His brow furrowed. “How is that possible? What happened?”
“Epidural haematoma,” Lynley said. “A blow to the head had fractured her skull. She was in a coma when you found her. Hence the reason you couldn’t rouse her.”
“You said murder, though. But she must have fallen and caused the fracture herself. What I mean is, she was in her nightclothes. She was in bed. And there was no sign. I mean, there was no indication of a blow. There was nothing to suggest . . . Who else knows?”
“That it was murder? The family only know she’s died, as they authorised her being taken off the respirator. And that she died was actually all anyone knew prior to the post mortem examination. I’ve officers heading out now to tell her relations that it wasn’t a natural death.”
“But murder . . . ? With no overt sign of a blow to her head?”
“The blow was on the back of her head, so you wouldn’t have seen it, and it didn’t break the skin. There was also a weapon. The skull fracture indicated that.”
“What was it?”
“We don’t know just yet. Everything that could have been used is being removed from her flat by SOCO to go to forensics. If nothing among all that would have served, it’s safe to assume that whoever hit her also brought the weapon to do so. And took it away afterwards.”
“Then why do you assume she was hit and not . . . ?” He answered the question he hadn’t bothered to finish. “The autopsy, of course. As you said. There would have been one. My God, I could have done something for her. I’m trained to see things, and I saw nothing.”
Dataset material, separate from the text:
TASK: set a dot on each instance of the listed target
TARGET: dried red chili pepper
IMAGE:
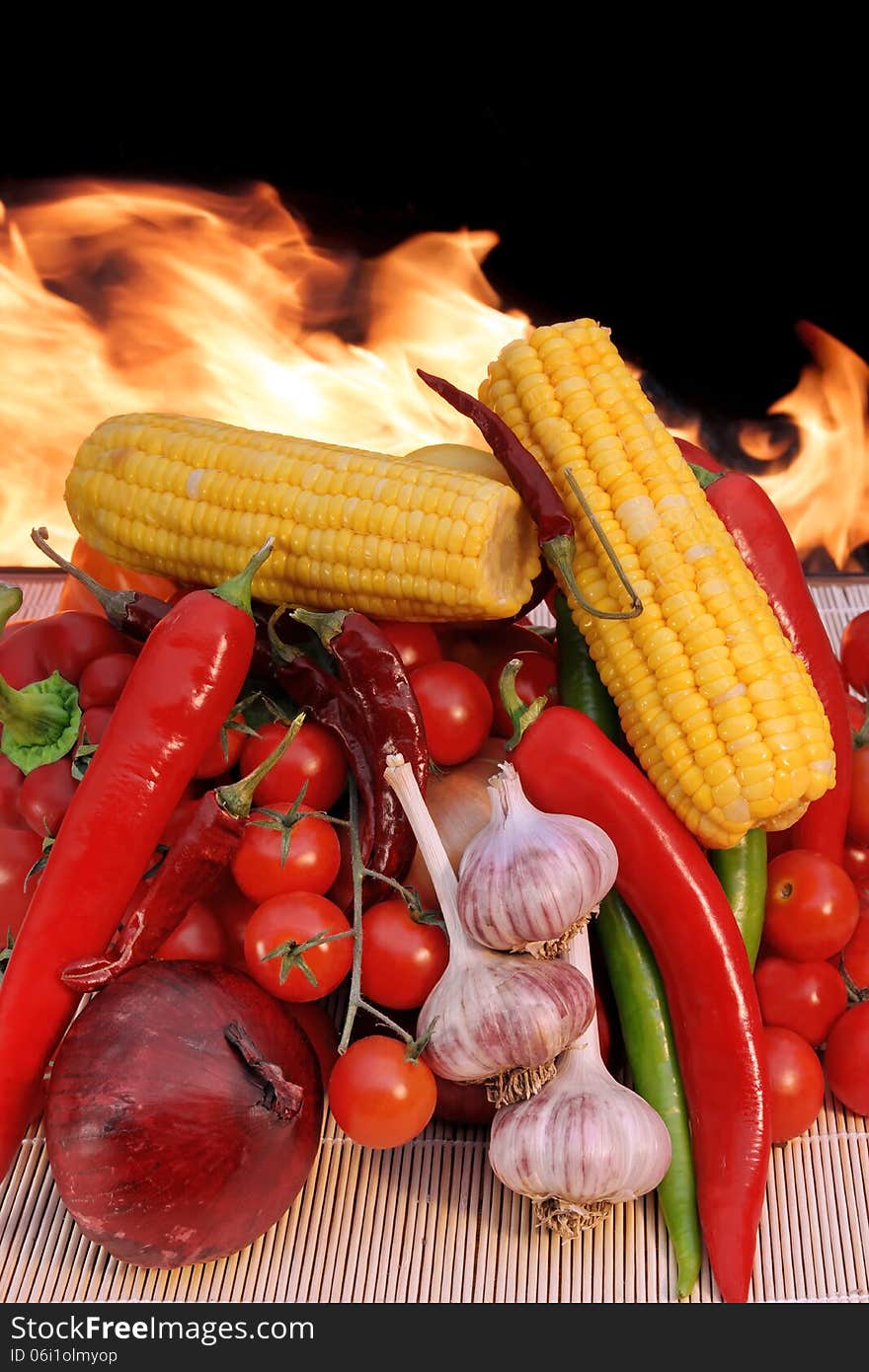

“You couldn’t have known what had occurred, Mark. As you’ve said, she was in bed, she was in her nightclothes. What were you supposed to think? The DS herself probably didn’t know she was so badly wounded. She was given a blow, but it’s altogether possible that she didn’t actually lose consciousness immediately. Or if she did lose consciousness, the regaining of it would have made her think it had been a glancing blow, and that’s all. She might have been dizzy. She might have had something of a headache, for which she took paracetamol. Or she had no immediate memory of what had happened in the first place. She got herself into bed without a complete understanding of the danger she was in. Then her condition worsened, she lost consciousness, she went into a coma. The only way she could have been saved was if someone had found her in time to get her to hospital so the pressure on her brain might have been relieved. That didn’t happen, and it’s not the fault of anyone who knew her, save her killer.”
“You’re saying she knew her killer, then?”
“If she’d been attacked in the street or in another public place, she would have been quickly found. The fact that she wasn’t suggests that she admitted her killer into her flat.”
“Or the killer was someone who had a key.”
“Or that. Yes.”
“Her family might have keys. Her parents, her sister. Perhaps even her husband. Ross Carver.”
“ ‘Even’?”
“They were separated. Two years? Perhaps longer? But they’d lived together in the flat during their marriage. He may still have a key.”